Every year in the draft, certain schools send off numerous players to the NFL. This is once again the case in 2013.
In the past, Miami, Ohio State, USC, Alabama and LSU have all been pro factories. Some of them—Alabama might be one—once again make the list.
Criteria here was based off two factors: how elite a university's prospects were and how much prospect depth there was. Schools needed upper-level prospects and numbers in order to make the cut.
When the 2013 NFL draft rolls around in April, you will be seeing some of the same schools multiple times. Which ones are they?
USC has several early-round picks, but the lack of an upper-level prospects holds back its class. No, Matt Barkley is not elite, and he may not even go in the first round.

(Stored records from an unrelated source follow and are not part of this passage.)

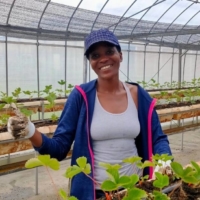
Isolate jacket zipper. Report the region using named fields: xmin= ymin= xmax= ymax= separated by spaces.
xmin=76 ymin=86 xmax=96 ymax=200
xmin=147 ymin=99 xmax=156 ymax=179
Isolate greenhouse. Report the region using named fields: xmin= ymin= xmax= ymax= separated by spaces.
xmin=0 ymin=0 xmax=200 ymax=200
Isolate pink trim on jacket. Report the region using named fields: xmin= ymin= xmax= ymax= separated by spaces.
xmin=75 ymin=86 xmax=96 ymax=200
xmin=148 ymin=99 xmax=156 ymax=179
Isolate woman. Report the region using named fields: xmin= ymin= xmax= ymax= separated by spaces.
xmin=8 ymin=29 xmax=171 ymax=200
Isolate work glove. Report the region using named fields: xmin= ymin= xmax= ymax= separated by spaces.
xmin=153 ymin=160 xmax=172 ymax=179
xmin=7 ymin=110 xmax=35 ymax=139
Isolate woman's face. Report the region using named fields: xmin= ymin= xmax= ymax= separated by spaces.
xmin=89 ymin=42 xmax=122 ymax=79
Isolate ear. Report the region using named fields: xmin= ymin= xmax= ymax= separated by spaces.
xmin=119 ymin=52 xmax=123 ymax=62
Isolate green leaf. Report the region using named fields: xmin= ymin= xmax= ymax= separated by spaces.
xmin=38 ymin=155 xmax=60 ymax=170
xmin=64 ymin=165 xmax=82 ymax=178
xmin=123 ymin=174 xmax=139 ymax=189
xmin=191 ymin=161 xmax=200 ymax=174
xmin=171 ymin=162 xmax=184 ymax=177
xmin=117 ymin=176 xmax=131 ymax=187
xmin=101 ymin=180 xmax=117 ymax=191
xmin=153 ymin=190 xmax=169 ymax=200
xmin=142 ymin=160 xmax=155 ymax=169
xmin=76 ymin=156 xmax=87 ymax=168
xmin=127 ymin=188 xmax=147 ymax=200
xmin=58 ymin=189 xmax=67 ymax=200
xmin=182 ymin=176 xmax=199 ymax=185
xmin=153 ymin=172 xmax=169 ymax=189
xmin=25 ymin=158 xmax=43 ymax=169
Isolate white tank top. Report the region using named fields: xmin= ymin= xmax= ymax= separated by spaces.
xmin=90 ymin=83 xmax=142 ymax=189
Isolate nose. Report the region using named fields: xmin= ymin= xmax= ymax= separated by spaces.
xmin=100 ymin=55 xmax=109 ymax=63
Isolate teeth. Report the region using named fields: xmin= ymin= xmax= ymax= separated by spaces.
xmin=101 ymin=65 xmax=110 ymax=70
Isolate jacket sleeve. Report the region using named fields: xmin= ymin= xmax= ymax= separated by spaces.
xmin=34 ymin=89 xmax=82 ymax=161
xmin=152 ymin=109 xmax=171 ymax=155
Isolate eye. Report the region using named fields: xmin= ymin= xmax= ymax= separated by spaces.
xmin=90 ymin=53 xmax=99 ymax=60
xmin=106 ymin=49 xmax=114 ymax=55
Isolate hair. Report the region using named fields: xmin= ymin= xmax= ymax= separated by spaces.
xmin=85 ymin=41 xmax=121 ymax=60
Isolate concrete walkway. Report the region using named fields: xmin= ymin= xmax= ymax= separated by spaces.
xmin=0 ymin=130 xmax=200 ymax=200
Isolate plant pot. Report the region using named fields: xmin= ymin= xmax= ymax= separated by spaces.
xmin=182 ymin=182 xmax=200 ymax=200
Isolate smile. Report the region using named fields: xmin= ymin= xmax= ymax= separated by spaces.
xmin=101 ymin=65 xmax=111 ymax=70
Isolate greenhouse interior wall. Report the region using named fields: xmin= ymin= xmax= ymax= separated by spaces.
xmin=0 ymin=0 xmax=200 ymax=200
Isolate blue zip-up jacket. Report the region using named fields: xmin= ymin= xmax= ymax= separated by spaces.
xmin=35 ymin=80 xmax=171 ymax=200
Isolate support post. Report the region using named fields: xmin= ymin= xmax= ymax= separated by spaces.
xmin=127 ymin=42 xmax=130 ymax=81
xmin=83 ymin=44 xmax=87 ymax=83
xmin=178 ymin=49 xmax=182 ymax=88
xmin=5 ymin=34 xmax=8 ymax=95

West Virginia also gets honorable mention consideration. Quarterback Geno Smith is a potential top-five pick, and wide receivers Tavon Austin and Stedman Bailey should go in the first two rounds. However, the Mountaineers don't have any depth beyond those three players.
In left tackle Luke Joeckel, Texas A&M gives the draft perhaps its best player. Joeckel is a superb pass-blocker with natural quickness and athleticism. He is all but certain to be a top-five draft pick.
Joeckel isn't the Aggies' lone top talent, however. Defensive end Damontre Moore is also a potential top-10 pick thanks to his incredible motor and pass-rush potential.
This class would be even more stacked at the top if right tackle Jake Matthews had declared for the draft. However, it does still have linebacker Sean Porter and wide receiver Ryan Swope—both are likely mid-round picks—to round out the class.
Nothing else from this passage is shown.